Etcd failed with host label error

We are using kubernetes catalog to deploy kubernetes in rancher env. Our current ENV is "single rancher server with external database ( aws RDS ).

We use aws autoscaling and nodes automatically added into rancher ENV and we don’t specify any label host manually. Following errors bring down kubernetes dashboard.

Error -

(Failed to allocate instance container:1i199147: Bad instance container:1i199147 in state error: Allocation failed: host must not have a container with label

Right now we solve this error by terminating the node manually on which etcd is failing.

@denise

We highly recommend running plane isolation when running in production. This ensures that you have dedicated hosts for each plane, which greatly improves stability and performance. However, running without should still work and not fail with these errors.

To troubleshoot I’ll have to know more details, how many hosts are you running, when is it triggered (how many hosts are deleted/added). Basically a way to reproduce from scratch would help.

The only known issue at the moment is when you spin up 3 hosts and go back to anything below that, 3 containers will continue to be scheduled: https://github.com/rancher/rancher/issues/10412

@superseb thanks for helping out on this.

3 nodes are running which can scale up to 5 right now. sometimes on one of these three nodes, we see etcd fails with an above-mentioned error. This is the time, I check the logs on which host etcd failiing to come up. I manually delete that node and new one comes up automatically by aws auto-scaling and i could see etcd deploys successfully.

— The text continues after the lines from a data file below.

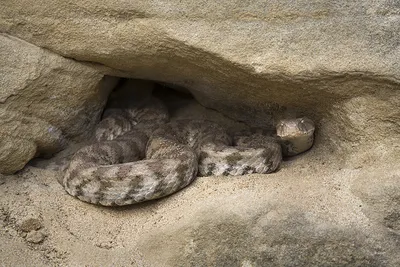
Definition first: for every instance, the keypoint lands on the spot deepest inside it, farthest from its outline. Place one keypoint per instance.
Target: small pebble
(35, 237)
(30, 224)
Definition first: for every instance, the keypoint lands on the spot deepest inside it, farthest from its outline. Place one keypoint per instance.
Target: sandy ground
(41, 225)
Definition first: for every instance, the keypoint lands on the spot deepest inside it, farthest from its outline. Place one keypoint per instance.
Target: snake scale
(140, 156)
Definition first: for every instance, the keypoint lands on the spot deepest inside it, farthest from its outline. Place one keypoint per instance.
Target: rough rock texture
(45, 99)
(337, 62)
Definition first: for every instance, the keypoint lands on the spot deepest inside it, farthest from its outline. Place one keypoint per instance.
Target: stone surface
(45, 100)
(336, 62)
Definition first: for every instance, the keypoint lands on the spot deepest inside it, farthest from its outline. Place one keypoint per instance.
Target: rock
(30, 224)
(296, 135)
(337, 64)
(46, 100)
(35, 237)
(15, 153)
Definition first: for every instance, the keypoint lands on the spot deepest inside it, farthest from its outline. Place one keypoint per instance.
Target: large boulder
(45, 100)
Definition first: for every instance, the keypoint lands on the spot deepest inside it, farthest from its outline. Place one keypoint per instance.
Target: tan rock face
(45, 100)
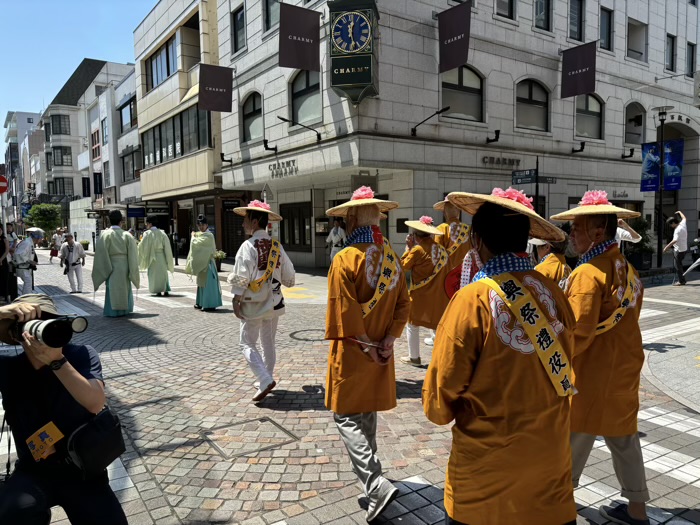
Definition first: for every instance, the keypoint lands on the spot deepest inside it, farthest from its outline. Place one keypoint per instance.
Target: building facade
(510, 84)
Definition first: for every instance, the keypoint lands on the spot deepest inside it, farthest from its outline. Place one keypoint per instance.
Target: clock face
(352, 32)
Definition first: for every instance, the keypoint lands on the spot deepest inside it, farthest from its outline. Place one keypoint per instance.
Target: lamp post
(662, 113)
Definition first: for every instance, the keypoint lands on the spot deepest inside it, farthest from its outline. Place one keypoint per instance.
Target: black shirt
(32, 398)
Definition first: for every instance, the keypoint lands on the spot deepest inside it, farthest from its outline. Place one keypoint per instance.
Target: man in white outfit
(336, 238)
(24, 260)
(261, 268)
(72, 256)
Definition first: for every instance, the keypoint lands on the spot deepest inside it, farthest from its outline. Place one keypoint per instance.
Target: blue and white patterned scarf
(504, 263)
(595, 252)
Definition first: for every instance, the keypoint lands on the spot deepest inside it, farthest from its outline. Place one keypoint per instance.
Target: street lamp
(662, 113)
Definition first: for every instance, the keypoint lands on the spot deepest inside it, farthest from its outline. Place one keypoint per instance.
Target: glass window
(462, 90)
(670, 52)
(606, 25)
(543, 14)
(306, 97)
(505, 8)
(690, 60)
(272, 13)
(532, 101)
(252, 118)
(238, 27)
(589, 117)
(60, 124)
(576, 10)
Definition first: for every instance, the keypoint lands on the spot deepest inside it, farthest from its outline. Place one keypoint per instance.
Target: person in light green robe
(200, 262)
(116, 264)
(156, 256)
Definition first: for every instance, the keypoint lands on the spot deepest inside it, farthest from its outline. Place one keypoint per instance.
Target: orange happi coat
(607, 366)
(355, 383)
(554, 266)
(510, 461)
(427, 302)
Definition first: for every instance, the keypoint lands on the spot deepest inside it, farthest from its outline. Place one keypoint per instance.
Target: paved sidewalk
(200, 452)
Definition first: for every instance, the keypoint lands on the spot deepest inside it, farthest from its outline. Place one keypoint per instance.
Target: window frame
(587, 112)
(611, 31)
(460, 87)
(534, 103)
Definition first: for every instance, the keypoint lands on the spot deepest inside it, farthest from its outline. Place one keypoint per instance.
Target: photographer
(47, 393)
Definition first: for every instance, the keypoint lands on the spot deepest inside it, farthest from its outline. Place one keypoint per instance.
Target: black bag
(96, 444)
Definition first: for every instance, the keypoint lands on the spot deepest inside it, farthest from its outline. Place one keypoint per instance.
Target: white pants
(75, 272)
(263, 366)
(413, 336)
(26, 276)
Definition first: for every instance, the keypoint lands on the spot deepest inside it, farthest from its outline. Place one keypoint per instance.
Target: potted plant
(639, 254)
(219, 255)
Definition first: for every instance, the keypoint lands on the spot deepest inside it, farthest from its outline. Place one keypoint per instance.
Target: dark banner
(299, 35)
(578, 70)
(215, 88)
(454, 26)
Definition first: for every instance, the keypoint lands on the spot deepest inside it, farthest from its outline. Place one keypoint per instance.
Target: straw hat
(595, 202)
(258, 206)
(513, 200)
(424, 224)
(363, 196)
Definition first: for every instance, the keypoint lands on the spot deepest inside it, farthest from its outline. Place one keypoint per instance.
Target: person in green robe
(116, 264)
(200, 262)
(156, 256)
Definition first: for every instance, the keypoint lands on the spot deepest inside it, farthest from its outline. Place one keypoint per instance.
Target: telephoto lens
(55, 333)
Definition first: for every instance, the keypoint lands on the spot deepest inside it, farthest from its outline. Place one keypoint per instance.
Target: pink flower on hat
(363, 192)
(259, 204)
(594, 198)
(514, 195)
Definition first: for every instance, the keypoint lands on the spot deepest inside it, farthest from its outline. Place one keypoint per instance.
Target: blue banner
(673, 160)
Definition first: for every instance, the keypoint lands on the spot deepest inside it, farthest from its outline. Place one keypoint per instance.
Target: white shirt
(680, 235)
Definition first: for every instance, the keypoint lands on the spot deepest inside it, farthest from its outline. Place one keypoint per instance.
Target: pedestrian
(5, 257)
(605, 293)
(25, 261)
(368, 307)
(56, 241)
(47, 394)
(156, 257)
(261, 268)
(679, 245)
(200, 262)
(116, 264)
(427, 264)
(551, 259)
(337, 237)
(500, 370)
(72, 257)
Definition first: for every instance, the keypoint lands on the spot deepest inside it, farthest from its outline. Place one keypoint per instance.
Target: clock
(352, 32)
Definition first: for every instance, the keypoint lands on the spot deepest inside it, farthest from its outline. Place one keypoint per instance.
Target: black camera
(55, 333)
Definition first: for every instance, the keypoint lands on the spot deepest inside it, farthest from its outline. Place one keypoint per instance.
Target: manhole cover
(311, 336)
(248, 437)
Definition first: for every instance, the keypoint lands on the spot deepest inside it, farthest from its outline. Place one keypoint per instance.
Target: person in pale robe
(510, 461)
(156, 257)
(116, 265)
(606, 294)
(256, 282)
(367, 310)
(551, 257)
(200, 262)
(427, 263)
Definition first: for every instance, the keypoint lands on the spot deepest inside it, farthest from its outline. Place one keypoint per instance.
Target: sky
(43, 41)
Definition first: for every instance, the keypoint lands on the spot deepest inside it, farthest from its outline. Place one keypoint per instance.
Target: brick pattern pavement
(175, 374)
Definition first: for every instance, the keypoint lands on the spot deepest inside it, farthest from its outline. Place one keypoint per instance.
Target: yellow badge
(41, 443)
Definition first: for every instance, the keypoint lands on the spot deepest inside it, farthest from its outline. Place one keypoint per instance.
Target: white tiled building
(511, 83)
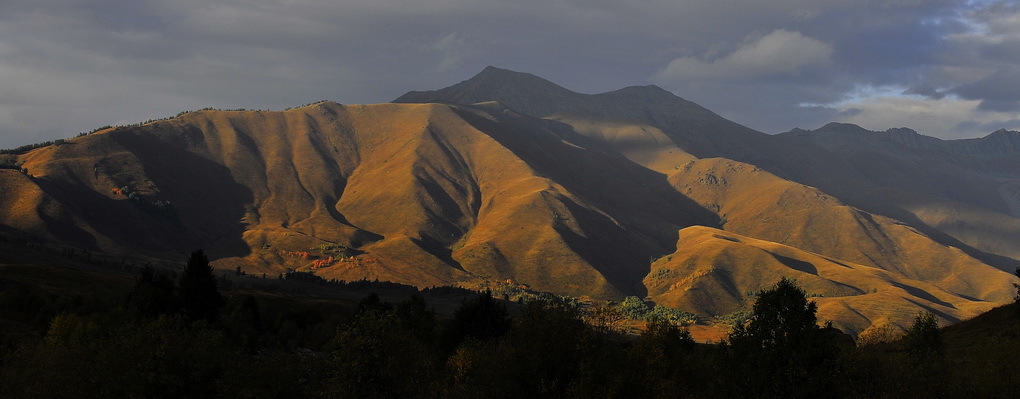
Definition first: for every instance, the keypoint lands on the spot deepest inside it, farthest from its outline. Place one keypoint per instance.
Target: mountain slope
(507, 177)
(421, 194)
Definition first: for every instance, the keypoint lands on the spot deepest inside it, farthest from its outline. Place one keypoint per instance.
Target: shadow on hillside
(630, 214)
(209, 203)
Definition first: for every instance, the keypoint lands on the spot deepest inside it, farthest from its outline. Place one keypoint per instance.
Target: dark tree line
(184, 339)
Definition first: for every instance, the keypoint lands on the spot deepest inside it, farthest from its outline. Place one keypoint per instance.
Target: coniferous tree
(781, 351)
(199, 295)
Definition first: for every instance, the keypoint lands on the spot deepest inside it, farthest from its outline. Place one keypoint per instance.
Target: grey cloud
(999, 92)
(101, 62)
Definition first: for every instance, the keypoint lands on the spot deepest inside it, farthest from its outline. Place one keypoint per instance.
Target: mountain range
(507, 177)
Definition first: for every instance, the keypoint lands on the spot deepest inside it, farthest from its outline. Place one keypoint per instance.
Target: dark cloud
(999, 92)
(67, 66)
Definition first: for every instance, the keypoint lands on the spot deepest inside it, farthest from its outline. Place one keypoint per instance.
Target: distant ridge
(999, 143)
(509, 180)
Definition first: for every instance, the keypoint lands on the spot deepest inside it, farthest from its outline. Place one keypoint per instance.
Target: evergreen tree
(781, 351)
(199, 295)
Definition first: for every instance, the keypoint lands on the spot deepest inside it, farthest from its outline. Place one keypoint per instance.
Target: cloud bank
(69, 66)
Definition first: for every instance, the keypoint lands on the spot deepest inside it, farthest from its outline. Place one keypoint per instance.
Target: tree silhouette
(781, 351)
(199, 295)
(923, 339)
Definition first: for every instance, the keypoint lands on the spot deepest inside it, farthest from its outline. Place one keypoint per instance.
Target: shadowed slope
(716, 272)
(421, 194)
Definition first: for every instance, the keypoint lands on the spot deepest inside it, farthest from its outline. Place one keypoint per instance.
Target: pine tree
(199, 295)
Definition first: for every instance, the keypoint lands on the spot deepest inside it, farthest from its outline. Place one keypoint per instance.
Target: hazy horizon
(944, 68)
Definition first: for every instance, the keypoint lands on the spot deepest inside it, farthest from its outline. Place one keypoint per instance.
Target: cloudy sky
(945, 68)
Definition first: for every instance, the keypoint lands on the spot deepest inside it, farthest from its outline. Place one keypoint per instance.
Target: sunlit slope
(424, 194)
(715, 272)
(755, 203)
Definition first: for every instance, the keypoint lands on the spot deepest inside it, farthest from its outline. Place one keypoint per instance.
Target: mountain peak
(522, 92)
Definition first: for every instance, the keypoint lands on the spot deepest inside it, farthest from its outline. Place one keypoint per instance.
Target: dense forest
(187, 337)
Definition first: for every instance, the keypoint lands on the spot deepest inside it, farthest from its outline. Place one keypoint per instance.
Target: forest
(188, 337)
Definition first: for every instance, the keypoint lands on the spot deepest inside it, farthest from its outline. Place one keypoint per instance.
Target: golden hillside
(507, 178)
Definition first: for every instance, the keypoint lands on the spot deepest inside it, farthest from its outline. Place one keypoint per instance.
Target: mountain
(508, 177)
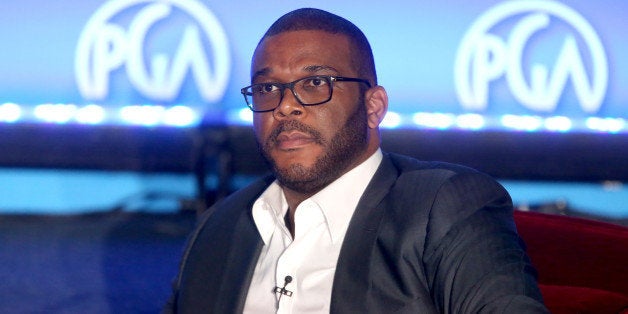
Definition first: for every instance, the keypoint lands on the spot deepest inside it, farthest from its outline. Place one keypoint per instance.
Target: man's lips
(293, 140)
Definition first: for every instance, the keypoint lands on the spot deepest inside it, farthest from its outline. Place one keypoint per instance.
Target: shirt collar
(338, 201)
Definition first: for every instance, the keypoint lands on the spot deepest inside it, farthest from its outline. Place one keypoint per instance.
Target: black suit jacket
(426, 237)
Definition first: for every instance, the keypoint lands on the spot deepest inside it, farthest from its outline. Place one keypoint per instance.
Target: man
(340, 226)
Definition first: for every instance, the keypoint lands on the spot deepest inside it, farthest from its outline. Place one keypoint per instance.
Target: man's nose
(289, 107)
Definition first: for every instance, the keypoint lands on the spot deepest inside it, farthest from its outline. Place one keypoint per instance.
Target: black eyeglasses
(308, 91)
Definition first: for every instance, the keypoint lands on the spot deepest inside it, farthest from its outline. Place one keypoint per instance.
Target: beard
(339, 153)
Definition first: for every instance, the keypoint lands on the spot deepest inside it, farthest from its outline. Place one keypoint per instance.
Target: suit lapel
(351, 280)
(222, 257)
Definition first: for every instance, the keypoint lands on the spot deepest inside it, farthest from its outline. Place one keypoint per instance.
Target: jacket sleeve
(474, 260)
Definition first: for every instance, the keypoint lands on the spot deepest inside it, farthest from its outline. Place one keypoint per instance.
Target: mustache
(294, 125)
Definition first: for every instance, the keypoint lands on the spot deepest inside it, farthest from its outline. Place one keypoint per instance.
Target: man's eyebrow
(319, 68)
(260, 72)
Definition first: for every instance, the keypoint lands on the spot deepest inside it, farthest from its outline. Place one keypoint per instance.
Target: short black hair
(320, 20)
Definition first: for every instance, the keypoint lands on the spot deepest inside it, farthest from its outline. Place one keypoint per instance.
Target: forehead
(295, 50)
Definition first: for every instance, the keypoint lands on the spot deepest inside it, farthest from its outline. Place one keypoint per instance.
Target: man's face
(310, 146)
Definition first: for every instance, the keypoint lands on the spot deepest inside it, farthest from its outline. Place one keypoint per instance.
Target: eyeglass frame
(290, 85)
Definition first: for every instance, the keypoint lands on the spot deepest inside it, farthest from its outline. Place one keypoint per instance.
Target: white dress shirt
(310, 259)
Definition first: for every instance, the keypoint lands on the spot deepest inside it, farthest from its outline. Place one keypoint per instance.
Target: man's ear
(376, 105)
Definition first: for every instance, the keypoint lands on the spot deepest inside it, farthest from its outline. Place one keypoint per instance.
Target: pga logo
(484, 57)
(105, 46)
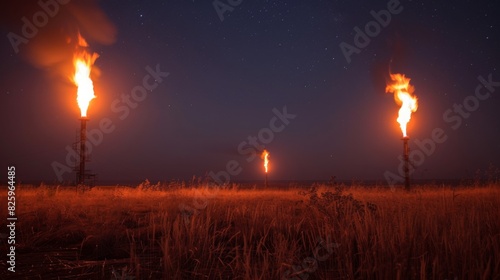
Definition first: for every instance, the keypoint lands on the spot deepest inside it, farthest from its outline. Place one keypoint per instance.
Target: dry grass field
(315, 232)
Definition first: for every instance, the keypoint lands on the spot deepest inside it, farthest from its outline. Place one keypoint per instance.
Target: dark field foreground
(162, 232)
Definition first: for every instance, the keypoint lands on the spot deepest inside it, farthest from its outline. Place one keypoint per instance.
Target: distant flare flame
(83, 62)
(265, 157)
(403, 95)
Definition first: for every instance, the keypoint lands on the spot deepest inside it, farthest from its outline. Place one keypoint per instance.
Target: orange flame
(265, 157)
(403, 95)
(83, 62)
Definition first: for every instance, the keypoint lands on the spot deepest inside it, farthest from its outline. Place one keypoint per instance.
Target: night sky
(227, 79)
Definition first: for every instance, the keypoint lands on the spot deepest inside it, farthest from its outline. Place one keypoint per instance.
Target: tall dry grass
(432, 232)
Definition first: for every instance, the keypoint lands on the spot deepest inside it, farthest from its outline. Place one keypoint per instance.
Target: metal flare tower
(83, 176)
(406, 157)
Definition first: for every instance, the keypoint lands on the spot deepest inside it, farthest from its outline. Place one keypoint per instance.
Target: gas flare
(83, 61)
(403, 95)
(265, 157)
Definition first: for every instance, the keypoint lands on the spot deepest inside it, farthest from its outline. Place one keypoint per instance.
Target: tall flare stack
(406, 157)
(83, 152)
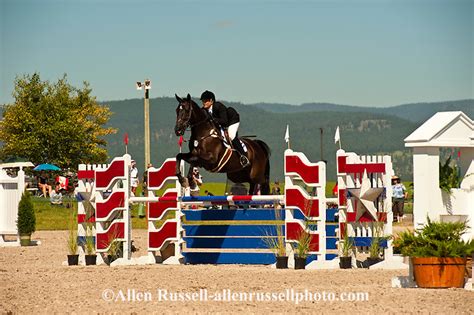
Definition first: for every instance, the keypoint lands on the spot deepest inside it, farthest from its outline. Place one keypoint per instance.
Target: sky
(352, 52)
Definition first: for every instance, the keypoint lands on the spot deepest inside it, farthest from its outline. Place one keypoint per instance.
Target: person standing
(194, 190)
(398, 198)
(276, 188)
(228, 119)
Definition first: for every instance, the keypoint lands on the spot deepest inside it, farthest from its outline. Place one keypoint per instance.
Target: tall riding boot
(244, 161)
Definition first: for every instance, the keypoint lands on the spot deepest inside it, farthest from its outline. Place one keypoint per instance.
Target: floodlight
(147, 84)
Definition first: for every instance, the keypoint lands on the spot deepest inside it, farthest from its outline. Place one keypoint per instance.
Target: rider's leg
(232, 130)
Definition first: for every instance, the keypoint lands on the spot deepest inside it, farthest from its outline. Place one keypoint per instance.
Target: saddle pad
(227, 145)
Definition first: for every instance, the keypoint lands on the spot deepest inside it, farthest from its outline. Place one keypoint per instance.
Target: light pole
(147, 85)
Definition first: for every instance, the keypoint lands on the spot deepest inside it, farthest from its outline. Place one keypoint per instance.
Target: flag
(337, 136)
(287, 134)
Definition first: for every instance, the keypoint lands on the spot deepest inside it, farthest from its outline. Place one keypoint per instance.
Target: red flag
(125, 138)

Let me know if i am able to convey?

@superseb can you please help me understanding planes meaning in rancher. we are looking to setup HA in the rancher. How can that be achieved?

Probably the question is why does it fail? What is the last logging from the container before it goes down and get rescheduled?

Resiliency planes are recommended for production use and described here: http://rancher.com/docs/rancher/v1.6/en/kubernetes/resiliency-planes/

This will make sure you have dedicated hosts for etcd/orchestration and compute so you can allow one or more node failures.